Ce “tournant linguistique de l’art“, tel que l’a qualifié Arthur Danto, change les règles du regard : “lire devient une modalité de la perception et de l’appréhension de l’œuvre dans son entier“, observe Sally Bonn. Beaucoup plus qu’un commentaire de l’œuvre, le texte en est avant tout le prolongement.
Les efforts répétés, bien que différenciés, de Morris, Buren et Pistoletto, pour écrire, à côté de leurs œuvres, ou plus exactement depuis leurs œuvres mêmes, sont le signe de cette volonté d’indiquer, d’informer et d’interagir sur notre vision. Les textes des artistes accompagnent de manière systématique le travail pour expliciter le sens de leur démarche, que les conservateurs et les critiques tentent d’éclairer seuls en général. Les textes “font voir ».
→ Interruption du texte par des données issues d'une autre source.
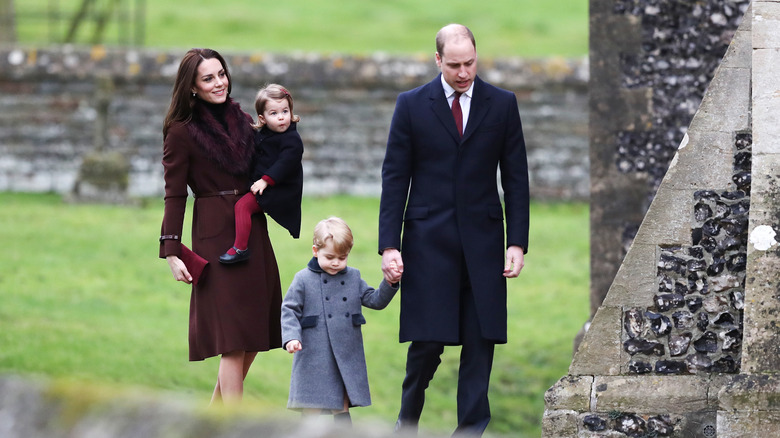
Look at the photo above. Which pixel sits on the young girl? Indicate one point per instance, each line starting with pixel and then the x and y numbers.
pixel 276 170
pixel 321 319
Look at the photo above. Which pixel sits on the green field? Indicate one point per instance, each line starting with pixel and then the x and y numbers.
pixel 504 28
pixel 84 296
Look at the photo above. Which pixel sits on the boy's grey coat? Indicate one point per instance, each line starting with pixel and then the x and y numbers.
pixel 324 312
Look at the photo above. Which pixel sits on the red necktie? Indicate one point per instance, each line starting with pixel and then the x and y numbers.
pixel 457 113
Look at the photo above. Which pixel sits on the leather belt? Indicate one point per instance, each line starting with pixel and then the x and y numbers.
pixel 235 192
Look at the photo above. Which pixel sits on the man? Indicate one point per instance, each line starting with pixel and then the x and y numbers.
pixel 440 185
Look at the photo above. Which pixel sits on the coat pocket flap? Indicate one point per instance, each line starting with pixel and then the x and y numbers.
pixel 309 321
pixel 416 213
pixel 358 319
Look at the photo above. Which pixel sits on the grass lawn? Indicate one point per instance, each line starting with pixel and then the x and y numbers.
pixel 85 297
pixel 504 28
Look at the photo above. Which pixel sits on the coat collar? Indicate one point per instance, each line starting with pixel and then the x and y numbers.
pixel 230 148
pixel 440 107
pixel 314 266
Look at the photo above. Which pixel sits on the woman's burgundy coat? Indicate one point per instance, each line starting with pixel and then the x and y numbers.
pixel 233 307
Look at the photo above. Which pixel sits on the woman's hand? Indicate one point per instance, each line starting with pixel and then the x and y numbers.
pixel 178 269
pixel 259 186
pixel 293 346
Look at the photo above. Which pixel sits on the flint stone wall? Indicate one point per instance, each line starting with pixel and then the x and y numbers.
pixel 48 96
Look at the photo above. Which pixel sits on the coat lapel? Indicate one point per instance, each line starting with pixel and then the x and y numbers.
pixel 479 108
pixel 441 108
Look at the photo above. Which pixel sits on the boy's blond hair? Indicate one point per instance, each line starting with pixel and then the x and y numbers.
pixel 337 230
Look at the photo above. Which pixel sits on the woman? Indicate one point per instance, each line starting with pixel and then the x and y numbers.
pixel 234 310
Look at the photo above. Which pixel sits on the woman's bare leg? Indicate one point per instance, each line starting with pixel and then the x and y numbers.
pixel 233 368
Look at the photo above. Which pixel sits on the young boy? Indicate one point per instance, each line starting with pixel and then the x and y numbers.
pixel 321 319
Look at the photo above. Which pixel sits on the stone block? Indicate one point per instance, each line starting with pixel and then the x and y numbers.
pixel 635 283
pixel 765 183
pixel 664 224
pixel 559 424
pixel 765 22
pixel 766 101
pixel 726 103
pixel 761 338
pixel 705 159
pixel 600 350
pixel 571 393
pixel 751 393
pixel 740 51
pixel 650 394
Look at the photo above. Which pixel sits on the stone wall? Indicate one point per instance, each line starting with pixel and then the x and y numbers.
pixel 48 96
pixel 686 342
pixel 652 61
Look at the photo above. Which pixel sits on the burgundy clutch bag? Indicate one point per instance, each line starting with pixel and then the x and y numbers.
pixel 194 263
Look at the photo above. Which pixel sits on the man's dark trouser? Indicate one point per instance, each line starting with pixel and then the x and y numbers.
pixel 476 362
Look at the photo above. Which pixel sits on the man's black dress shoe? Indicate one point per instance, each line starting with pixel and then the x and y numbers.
pixel 239 256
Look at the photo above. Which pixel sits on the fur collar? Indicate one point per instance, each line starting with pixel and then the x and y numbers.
pixel 232 149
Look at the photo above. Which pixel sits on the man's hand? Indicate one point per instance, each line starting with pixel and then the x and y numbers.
pixel 515 260
pixel 392 265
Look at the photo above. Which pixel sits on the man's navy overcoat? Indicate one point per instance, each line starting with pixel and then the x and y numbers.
pixel 440 192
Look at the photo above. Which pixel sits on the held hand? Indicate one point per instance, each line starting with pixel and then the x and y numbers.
pixel 392 265
pixel 293 346
pixel 515 260
pixel 178 269
pixel 259 186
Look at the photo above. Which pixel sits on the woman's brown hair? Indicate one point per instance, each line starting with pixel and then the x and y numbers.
pixel 182 99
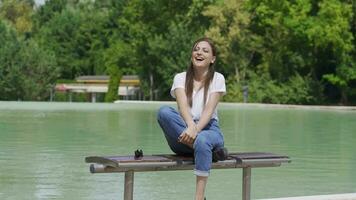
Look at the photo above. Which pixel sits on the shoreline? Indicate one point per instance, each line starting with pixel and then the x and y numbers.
pixel 345 196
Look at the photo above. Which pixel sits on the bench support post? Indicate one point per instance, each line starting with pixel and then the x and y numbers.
pixel 246 183
pixel 128 190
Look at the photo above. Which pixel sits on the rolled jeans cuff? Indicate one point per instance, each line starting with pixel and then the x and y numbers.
pixel 201 173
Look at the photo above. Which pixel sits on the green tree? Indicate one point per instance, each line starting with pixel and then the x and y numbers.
pixel 27 72
pixel 19 13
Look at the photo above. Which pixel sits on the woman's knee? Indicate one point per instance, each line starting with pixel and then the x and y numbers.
pixel 164 112
pixel 201 143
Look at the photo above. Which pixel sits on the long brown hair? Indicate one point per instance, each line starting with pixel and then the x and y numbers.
pixel 189 79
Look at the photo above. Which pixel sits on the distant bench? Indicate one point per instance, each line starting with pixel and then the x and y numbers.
pixel 130 164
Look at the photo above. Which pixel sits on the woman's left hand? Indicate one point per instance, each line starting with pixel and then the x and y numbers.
pixel 188 136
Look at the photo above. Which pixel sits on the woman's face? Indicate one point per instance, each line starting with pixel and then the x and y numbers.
pixel 202 55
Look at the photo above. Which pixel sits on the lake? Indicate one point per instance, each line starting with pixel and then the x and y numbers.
pixel 43 146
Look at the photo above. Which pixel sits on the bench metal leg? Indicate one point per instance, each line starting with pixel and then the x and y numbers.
pixel 128 190
pixel 246 183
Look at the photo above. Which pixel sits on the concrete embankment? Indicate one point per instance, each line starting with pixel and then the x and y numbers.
pixel 349 196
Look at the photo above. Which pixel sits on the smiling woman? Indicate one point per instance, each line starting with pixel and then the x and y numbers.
pixel 194 130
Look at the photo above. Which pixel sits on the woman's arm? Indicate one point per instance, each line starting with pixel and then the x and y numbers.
pixel 208 110
pixel 189 135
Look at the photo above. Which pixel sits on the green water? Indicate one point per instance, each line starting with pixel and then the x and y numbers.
pixel 43 145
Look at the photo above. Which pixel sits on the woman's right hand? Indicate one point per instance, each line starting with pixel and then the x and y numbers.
pixel 188 136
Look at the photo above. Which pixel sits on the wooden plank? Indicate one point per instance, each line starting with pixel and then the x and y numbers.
pixel 235 160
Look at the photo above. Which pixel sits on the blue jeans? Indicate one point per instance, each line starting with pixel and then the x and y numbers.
pixel 207 139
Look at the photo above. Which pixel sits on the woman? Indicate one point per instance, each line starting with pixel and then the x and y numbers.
pixel 194 130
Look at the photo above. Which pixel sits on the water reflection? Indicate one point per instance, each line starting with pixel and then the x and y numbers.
pixel 42 147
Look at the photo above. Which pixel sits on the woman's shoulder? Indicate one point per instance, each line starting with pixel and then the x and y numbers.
pixel 218 75
pixel 180 75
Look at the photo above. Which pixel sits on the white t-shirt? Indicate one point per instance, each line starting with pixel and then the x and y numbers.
pixel 216 85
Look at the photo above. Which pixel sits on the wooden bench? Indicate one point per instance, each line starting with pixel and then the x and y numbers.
pixel 130 164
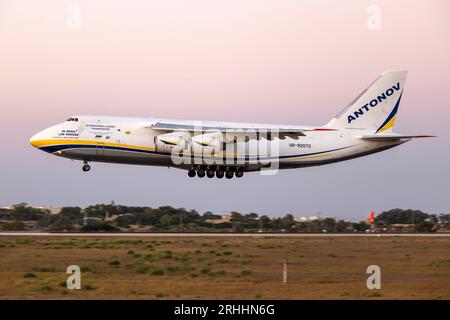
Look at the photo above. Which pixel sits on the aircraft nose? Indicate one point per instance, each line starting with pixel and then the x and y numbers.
pixel 34 140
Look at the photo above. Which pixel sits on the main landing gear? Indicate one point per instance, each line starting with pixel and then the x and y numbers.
pixel 219 172
pixel 86 167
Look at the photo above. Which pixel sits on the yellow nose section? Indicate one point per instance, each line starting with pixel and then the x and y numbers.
pixel 33 141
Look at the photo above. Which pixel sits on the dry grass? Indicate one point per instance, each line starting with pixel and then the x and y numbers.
pixel 224 268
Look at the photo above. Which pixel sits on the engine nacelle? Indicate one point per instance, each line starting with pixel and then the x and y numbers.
pixel 166 143
pixel 207 144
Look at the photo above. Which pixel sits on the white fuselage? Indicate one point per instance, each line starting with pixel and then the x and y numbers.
pixel 132 141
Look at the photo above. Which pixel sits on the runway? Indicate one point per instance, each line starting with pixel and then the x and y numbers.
pixel 228 235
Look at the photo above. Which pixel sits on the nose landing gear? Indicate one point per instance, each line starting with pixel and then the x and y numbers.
pixel 86 167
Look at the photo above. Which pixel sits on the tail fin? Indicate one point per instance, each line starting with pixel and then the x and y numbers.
pixel 376 107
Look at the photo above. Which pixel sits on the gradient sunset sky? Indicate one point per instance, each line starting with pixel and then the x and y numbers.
pixel 293 62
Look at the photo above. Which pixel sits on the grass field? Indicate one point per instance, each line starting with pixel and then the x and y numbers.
pixel 224 268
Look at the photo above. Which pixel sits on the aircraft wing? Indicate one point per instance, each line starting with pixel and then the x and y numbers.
pixel 224 127
pixel 387 137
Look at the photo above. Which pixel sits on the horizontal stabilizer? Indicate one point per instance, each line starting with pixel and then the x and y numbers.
pixel 386 137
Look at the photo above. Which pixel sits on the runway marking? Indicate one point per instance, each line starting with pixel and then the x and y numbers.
pixel 237 235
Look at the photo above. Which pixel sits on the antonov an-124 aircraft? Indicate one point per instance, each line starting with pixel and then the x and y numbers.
pixel 218 149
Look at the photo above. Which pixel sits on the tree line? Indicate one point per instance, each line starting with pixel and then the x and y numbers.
pixel 116 218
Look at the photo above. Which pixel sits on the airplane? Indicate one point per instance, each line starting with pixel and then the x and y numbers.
pixel 218 149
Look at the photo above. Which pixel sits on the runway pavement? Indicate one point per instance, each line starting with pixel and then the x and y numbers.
pixel 203 235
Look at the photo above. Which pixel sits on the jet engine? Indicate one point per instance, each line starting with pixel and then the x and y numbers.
pixel 166 143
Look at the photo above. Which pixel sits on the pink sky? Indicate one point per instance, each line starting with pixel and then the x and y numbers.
pixel 296 62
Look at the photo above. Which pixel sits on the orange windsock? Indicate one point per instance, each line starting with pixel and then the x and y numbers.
pixel 372 217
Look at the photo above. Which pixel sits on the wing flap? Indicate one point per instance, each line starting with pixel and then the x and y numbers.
pixel 204 126
pixel 390 137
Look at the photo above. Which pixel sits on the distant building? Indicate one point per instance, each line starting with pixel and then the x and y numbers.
pixel 307 219
pixel 222 219
pixel 53 210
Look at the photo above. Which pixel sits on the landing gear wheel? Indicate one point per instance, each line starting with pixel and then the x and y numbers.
pixel 220 174
pixel 201 173
pixel 210 173
pixel 191 173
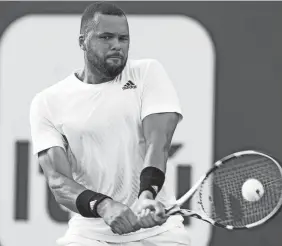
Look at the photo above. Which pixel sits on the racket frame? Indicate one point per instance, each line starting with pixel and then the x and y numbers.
pixel 175 209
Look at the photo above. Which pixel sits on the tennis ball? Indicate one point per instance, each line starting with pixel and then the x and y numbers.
pixel 252 190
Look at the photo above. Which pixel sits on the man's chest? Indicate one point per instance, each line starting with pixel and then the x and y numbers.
pixel 101 110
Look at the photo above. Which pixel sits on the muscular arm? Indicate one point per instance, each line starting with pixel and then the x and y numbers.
pixel 57 171
pixel 158 131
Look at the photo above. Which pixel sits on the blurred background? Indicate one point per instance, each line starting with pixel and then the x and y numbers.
pixel 225 59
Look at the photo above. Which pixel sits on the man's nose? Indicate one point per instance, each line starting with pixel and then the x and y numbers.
pixel 116 44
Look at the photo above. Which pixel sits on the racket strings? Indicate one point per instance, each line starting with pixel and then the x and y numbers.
pixel 220 195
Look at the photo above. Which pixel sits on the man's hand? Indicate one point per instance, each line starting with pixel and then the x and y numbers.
pixel 150 212
pixel 118 216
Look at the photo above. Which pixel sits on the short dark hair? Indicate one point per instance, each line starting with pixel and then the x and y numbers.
pixel 105 8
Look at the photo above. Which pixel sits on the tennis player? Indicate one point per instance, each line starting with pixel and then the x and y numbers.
pixel 102 137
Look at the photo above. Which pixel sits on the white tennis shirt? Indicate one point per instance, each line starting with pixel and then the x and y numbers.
pixel 100 128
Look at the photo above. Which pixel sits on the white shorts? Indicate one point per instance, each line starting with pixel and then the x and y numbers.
pixel 177 236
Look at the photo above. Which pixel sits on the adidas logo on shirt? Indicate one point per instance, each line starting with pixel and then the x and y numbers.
pixel 129 85
pixel 92 204
pixel 156 188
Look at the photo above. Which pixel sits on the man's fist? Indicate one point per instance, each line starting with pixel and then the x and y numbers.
pixel 150 213
pixel 118 216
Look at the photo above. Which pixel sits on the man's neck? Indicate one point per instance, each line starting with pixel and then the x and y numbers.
pixel 90 75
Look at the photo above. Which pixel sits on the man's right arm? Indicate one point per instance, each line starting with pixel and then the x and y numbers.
pixel 57 171
pixel 66 190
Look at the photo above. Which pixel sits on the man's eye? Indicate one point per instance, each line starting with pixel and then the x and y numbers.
pixel 124 38
pixel 106 37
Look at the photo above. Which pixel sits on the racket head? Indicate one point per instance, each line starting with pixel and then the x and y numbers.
pixel 220 194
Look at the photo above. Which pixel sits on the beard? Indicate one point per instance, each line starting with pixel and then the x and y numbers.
pixel 108 70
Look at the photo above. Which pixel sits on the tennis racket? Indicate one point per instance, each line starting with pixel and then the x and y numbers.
pixel 219 192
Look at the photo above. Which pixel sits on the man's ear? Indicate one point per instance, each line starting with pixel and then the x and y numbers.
pixel 81 41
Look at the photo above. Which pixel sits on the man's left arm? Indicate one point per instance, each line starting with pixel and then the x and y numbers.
pixel 158 130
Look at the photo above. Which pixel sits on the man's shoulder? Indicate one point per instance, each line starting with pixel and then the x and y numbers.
pixel 138 69
pixel 141 64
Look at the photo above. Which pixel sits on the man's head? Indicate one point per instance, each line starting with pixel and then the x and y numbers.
pixel 104 37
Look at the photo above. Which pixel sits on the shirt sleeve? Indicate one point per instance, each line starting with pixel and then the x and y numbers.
pixel 159 94
pixel 43 132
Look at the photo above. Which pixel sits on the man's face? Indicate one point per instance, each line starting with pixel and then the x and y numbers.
pixel 107 44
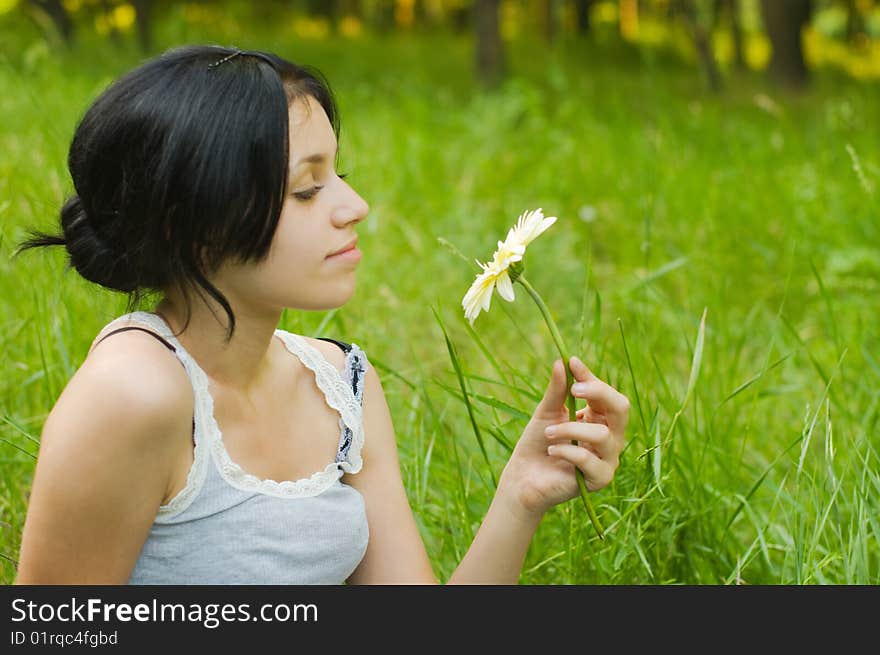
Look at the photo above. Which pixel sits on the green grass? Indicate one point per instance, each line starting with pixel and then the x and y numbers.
pixel 752 450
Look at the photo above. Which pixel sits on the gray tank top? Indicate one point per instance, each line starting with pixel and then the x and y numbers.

C’est cette “double dimension spéculative et spéculaire“ que l’historienne cherche à éclaircir à partir de l’analyse circonstanciée de leurs œuvres respectives. Le rapport texte-œuvre relève ainsi “d’une stratégie d’éclaircissement et d’élargissement“. Et Sally Bonn d’affirmer : “le texte n’est pas l’œuvre, il vient de l’œuvre, depuis son élaboration et y reconduit dans la perception“.
Un goût pour la répétition
Chez Buren, en particulier, la théorie est une forme spécifique de la pratique, selon la formule d’Althusser ; le texte lui “sert à développer un propos dont la seule exposition du travail ne parvient pas nécessairement à démonter la pleine dimension critique“. Le goût, perceptible chez lui, pour la répétition, le degré zéro ou la critique du musée, rejoint, par ses enjeux, celui de Morris pour la mémoire ou l’entropie, et celui de Pistoletto pour le temps, le miroir et le dédoublement.
Au fil de ses analyses détaillées de chacun de leur tropisme artistique et théorique, Sally Bonn identifie parfaitement ce moment dont la scène de l’art contemporain des années 2010 est toujours redevable : ce moment où le plaisir du texte et la volonté de clarification sont une “manière pour les artistes d’entrer en scène“. L’auteur a raison d’observer que les acquis théoriques de ces années soixante ont eu “des répercussions sur les manières de voir les œuvres d’art“, sans évidemment y suffire. Cet entremêlement du discours et de la forme a ouvert “un espace interstitiel“, au cœur duquel s’agitent la majorité des artistes d’aujourd’hui, marqués à vif par cette réinvention de la figure de l’artiste, qui n’a plus besoin “de se rêver philosophe puisqu’il réfléchit à ses enjeux depuis le lieu même de son art, dans les champs esthétiques et dans les mots“.
Jean-Marie Durand
Sally Bonn, Les mots et les œuvres (Fiction & Cie, Seuil, 264 p, 20 euros)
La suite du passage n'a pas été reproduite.